Penulis: Hartati | Editor: Shinta Dwi Anggraini
TRIBUNSUMSEL.COM, PALEMBANG - Harga karet di Sumatera Selatan (Sumsel) untuk kadar karet kering (KKK) 100 persen hingga 40 persen kembali mengalami penurunan, Senin (21/11/2022).
Penurunan harga karet terjadi secara global tak hanya di Sumsel saja.
Diketahui, turunnya harga karet juga tidak terlepas karena melemahnya nilai tukar rupiah terhadap Dollar Amerika.

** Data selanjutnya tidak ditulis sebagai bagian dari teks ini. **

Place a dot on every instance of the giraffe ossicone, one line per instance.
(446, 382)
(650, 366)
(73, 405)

Baca juga: Ada Pemutihan Pajak Kendaraan, ini Jadwal dan Lokasi Samsat Keliling di OKU Timur
Berdasarkan data Singapore Commodity yang diolah Dinas Perdagangan Provinsi Sumsel bersama Gabungan Pengusaha Karet Indonesia (Gapkindo) Sumsel, harga karet KKK 100 persen pada Senin (21/11/2022) dibandrol Rp19.985 per kg atau turun tipis Rp 150 dibanding harga akhir pekan kemarin, Jumat (18/11/2022) yang dibandrol Rp 20.135 per kg.
"Indikasi harga karet hari ini turun Rp 150 per kg dibandingkan indikasi karet Jumat (18/11/2022) untuk KKK 100 persen," kata Kepala Bidang Perdagangan Luar Negeri Dinas Perdagangan Sumsel, Achmad Mirza, Senin (21/11/2022).
Turunnya harga KKK 100 persen juga diikuti turunnya juga harga karet kualitas lainnya mulai dari 40-90 persen.
Harga KKK 90 persen dibandrol Rp 17.986 per kg, KKK 80 persen dibandrol harga Rp 15.988 per kg.
Baca juga: Razia Hotel Oyo di Palembang, Polda Sumsel Amankan Puluhan Muda-mudi Temukan Alat Kontrasepsi
Sedangkan untuk KKK 70 persen dibandrol Rp 13.989 per kg, KKK 60 persen diharga Rp 11.991 per kg, KKK 50 persen dibandrol harga Rp 9.992 per kg, dan KKK 40 persen dibandrol harga Rp7.994 per kg.
Menurut Mirza secara keseluruhan, ada enam faktor yang mempengaruhi harga karet di pasar internasional yaitu, nilai tukar mata uang regional terhadap dolar AS. Apabila penguatan kurs dolar AS menjatuhkan nilai tukar mata uang lain, maka akan berpengaruh terhadap harga karet.
Lalu, penggunaan karet sintetis sebagai competitor karet alam, suplay dan demand karet di pasar karet internasional, perkembangan industri otomotif dan ban. Kemudian faktor cuaca dan hama penyakit.(tnf)
Baca berita lainnya di Google News
:quality(30):format(webp):focal(0.5x0.5:0.5x0.5)/sumsel/foto/bank/originals/Harga-Karet-di-Sumsel.jpg)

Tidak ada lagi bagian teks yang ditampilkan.